Heute befindet sich hinter der Schule ein Spielplatz mit bunten Gerüsten. Dort, wo einst Toiletten standen, stehen nun Holzbänke. In jedem Klassenraum gibt es Internet und Computer, Tische und Stühle stiftete die Partnerstadt von Osteroda, Osterode im Harz. „Musik, Logopädie, Schultheater, Besuche im Schwimmbad in der Stadt“, zählt Schulleiter Kastrau auf. Dank der EU-Gelder. Viele Stunden verbringt er in seiner Freizeit mit dem Schreiben von Anträgen. Langsam, sagt Grzegorz Kastrau, bewege sich etwas im Dorf.
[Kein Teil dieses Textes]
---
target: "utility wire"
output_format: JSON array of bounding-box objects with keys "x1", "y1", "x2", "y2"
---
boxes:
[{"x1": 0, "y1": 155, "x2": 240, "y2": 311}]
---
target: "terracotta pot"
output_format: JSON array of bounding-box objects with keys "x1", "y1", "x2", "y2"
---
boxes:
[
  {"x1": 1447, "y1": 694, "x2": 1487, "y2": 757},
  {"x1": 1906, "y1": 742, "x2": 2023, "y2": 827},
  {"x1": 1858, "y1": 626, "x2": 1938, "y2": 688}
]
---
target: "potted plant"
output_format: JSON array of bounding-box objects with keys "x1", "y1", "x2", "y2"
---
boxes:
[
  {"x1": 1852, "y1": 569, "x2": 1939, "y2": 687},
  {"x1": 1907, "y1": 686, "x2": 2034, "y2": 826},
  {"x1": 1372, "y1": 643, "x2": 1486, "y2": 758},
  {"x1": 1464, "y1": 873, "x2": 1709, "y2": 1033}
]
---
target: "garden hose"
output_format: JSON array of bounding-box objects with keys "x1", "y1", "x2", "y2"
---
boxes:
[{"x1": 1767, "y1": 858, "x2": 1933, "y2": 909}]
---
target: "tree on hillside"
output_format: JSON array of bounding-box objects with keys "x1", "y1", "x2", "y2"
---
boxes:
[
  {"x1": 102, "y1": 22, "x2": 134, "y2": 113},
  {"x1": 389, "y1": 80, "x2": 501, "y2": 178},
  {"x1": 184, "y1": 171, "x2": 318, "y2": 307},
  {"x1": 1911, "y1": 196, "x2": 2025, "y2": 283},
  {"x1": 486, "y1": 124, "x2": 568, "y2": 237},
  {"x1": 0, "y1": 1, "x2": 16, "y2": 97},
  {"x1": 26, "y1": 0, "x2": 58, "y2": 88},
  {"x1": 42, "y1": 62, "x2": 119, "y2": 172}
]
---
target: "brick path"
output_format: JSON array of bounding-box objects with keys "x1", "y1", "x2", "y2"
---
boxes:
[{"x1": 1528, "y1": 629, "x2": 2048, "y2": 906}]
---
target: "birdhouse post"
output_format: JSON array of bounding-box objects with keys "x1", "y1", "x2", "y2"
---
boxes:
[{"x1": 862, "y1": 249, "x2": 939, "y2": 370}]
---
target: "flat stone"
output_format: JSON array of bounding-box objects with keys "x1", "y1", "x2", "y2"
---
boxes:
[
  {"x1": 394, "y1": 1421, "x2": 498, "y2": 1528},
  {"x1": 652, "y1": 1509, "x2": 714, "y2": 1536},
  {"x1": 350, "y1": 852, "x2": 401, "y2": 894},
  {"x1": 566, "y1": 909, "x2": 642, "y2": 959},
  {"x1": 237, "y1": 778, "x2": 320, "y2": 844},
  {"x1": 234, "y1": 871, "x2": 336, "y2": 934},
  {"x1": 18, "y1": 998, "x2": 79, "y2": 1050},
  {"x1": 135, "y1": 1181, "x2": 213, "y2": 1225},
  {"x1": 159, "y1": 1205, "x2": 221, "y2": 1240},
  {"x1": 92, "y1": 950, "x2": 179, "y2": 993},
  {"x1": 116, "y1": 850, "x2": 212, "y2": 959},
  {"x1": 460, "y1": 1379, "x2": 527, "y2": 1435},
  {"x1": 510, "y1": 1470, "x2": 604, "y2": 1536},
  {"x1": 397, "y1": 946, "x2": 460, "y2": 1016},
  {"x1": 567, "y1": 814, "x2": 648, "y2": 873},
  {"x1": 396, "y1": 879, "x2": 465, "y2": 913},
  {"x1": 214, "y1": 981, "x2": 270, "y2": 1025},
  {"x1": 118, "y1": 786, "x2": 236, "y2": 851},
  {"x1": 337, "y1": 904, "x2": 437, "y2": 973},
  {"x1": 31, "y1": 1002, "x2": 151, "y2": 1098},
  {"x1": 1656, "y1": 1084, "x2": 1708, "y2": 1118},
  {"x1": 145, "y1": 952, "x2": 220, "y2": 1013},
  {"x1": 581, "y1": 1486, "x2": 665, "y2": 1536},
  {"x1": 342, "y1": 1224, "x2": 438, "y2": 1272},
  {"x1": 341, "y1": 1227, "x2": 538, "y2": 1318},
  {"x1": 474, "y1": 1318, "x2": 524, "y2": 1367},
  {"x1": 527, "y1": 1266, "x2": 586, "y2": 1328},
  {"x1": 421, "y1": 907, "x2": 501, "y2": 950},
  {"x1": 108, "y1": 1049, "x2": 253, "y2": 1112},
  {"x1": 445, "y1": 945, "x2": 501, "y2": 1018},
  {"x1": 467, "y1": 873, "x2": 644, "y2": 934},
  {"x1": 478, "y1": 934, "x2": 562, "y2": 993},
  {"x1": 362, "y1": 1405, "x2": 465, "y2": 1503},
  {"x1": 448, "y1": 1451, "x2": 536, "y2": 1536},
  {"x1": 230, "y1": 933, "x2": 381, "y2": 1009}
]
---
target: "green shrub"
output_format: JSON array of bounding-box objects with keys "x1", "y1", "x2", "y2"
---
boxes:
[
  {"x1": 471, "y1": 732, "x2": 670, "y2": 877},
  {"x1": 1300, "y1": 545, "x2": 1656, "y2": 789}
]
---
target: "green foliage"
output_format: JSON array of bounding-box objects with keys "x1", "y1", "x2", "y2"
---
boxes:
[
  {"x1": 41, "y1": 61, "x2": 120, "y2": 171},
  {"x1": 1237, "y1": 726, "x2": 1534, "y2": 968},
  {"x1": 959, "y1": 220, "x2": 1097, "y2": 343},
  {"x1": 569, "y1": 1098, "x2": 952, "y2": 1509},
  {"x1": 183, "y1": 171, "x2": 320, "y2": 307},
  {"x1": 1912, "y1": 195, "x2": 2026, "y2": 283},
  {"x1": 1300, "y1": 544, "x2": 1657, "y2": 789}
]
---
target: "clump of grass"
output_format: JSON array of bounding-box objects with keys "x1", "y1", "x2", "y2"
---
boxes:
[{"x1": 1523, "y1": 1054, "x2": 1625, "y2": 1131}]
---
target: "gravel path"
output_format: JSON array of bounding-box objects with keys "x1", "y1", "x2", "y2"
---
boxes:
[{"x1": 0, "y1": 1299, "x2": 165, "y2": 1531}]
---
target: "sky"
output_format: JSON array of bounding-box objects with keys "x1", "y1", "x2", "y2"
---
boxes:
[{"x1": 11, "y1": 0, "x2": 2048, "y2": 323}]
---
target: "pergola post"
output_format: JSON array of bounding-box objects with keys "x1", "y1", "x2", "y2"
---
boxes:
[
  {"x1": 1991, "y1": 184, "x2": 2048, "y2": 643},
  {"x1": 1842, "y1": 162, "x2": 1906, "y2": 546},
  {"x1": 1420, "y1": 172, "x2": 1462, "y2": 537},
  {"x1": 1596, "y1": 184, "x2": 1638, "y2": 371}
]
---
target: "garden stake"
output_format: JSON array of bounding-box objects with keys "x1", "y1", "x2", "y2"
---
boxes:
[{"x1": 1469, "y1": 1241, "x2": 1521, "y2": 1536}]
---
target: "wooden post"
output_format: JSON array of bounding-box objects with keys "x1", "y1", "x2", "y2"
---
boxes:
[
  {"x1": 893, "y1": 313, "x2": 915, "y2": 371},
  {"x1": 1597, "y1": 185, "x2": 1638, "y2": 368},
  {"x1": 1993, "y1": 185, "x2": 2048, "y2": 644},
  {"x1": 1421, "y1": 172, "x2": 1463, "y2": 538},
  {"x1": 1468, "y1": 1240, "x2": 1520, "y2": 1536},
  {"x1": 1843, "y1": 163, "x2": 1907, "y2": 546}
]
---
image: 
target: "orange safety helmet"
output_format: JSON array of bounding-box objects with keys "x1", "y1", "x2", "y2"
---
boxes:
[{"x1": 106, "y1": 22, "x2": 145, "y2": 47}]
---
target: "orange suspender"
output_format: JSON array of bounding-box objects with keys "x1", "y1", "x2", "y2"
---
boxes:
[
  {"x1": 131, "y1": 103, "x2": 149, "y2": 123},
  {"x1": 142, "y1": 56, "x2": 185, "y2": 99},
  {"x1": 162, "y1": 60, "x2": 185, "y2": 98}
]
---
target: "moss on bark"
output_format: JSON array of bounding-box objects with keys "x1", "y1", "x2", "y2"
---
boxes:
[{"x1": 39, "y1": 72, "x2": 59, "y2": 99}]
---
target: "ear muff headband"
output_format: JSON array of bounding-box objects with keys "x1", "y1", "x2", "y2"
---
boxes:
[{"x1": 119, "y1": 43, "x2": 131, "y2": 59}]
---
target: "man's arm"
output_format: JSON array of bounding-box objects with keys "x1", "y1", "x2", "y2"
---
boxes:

Das sieht auch Jerzy Zmijewski. „Die alte Generation, der vieles egal war, stirbt aus. Es kommen junge Leute – die, die früher ausgewandert sind, oder aus der Stadt“, sagt er. Landwirtschaft wird nur noch auf zwei Höfen betrieben. Das Dorf entwickle sich langsam zur Vorstadt von Ostroda.

Die EU, eine Erfolgsgeschichte? Für so ein Urteil sei es noch zu früh, sagt Jerzy Zmijewski. „20 Jahre, schätze ich, müssen vergehen. Jetzt sind sie in der Mitte des Weges.“ Er ist sicher, dass noch viele Polen zurückkehren werden. „Als wir ausgewandert sind, war die Situation anders“, sagt Jerzy Zmijewski. „Die Preisunterschiede waren groß, es war einfacher, mit dem im Westen verdienten Geld hier etwas anzufangen.“ Jetzt haben sich die Unterschiede angeglichen. Zurückgekommen seien bislang entweder gut ausgebildete Menschen, die Sprachkenntnisse und Qualifikationen im Ausland erworben haben, oder diejenigen, die im Ausland nicht klarkamen. „Ich musste damals auswandern, damit ich jetzt nicht auswandern muss, sondern hier gut leben kann“, sagt Olga Zmijewska.

Der 1. Mai, also der zehnte Jahrestag des EU-Beitritts, wurde in Ostroda groß gefeiert. Viele Gäste kamen auch aus Deutschland. Die Pension der Zmijewskis in Idzbark war schon lange vorher ausgebucht.